Step 2 (from above):

  • Click "Settings" from the main menu and then "Color Management".

  • Click the "Enabled" box under "Printer" toward the middle of the window.

  • Click the browse "..." button in the "Printer" group.

  • Click the "All Windows Profiles" on the lower right of the window.

  • Scroll through the list and double click on the proper profile (for example "Canon i960 PR1").

  • Leave rendering intent set to "Perceptual" with "Black Point Compensation" checked.

  • Click "OK".

  • Add photos to the queue and print.


Step 1 (from above):

  • In PhotoShop CS, click "File", "Print with Preview" from the main menu. In prior versions of PhotoShop, click "File", "Print Options".

  • Click "Page Setup".

  • Click "Printer" at the bottom of the window.

  • Select your printer and click "Properties" for that printer.

  • Follow the screens from step 1 above to set the print driver settings and click "OK" to return to the "Print with Preview" window.

Step 2 (from above):

  • Back on the "Print with Preview" window, check "Show More Options".

  • Drop down and select "Color Management".

  • Under "Print Space" at the bottom, drop down "Profile" and select the proper profile (for example "Canon i960 PR1").

  • Set "Intent" to "Perceptual" and check "Use black point compensation".

  • Click the "Print" button and print your photo.

Once step 1 and 2 have been performed you can print any photos you like and they will all be profiled using the printer profile you selected in step 2. Note that Qimage remembers all software and print driver settings even if you exit Qimage and come back later, so step 1 and 2 will only have to be performed once and will only need to be redone if you change print driver settings for some other purpose/profile. PhotoShop will not remember your settings so you'll need to redo both steps above each time you print or save your settings from the print driver window if your driver has that option.
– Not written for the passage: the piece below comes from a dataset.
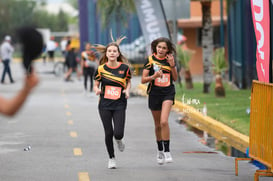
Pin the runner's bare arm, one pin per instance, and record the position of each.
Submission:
(146, 78)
Most problems with using profiles are caused by an error in one of the two steps above:

  1. Failure to set print driver settings appropriately such as paper type, print quality, and print type "none".

  2. Forgetting to turn on the profile in your printing software.

As long as you always insure that the print driver settings are set properly per the readme file that comes with the profile (or per the instructions in step 1 if no readme is provided) and that you have told your printing software which profile to use, you'll get accurate color for all your photos.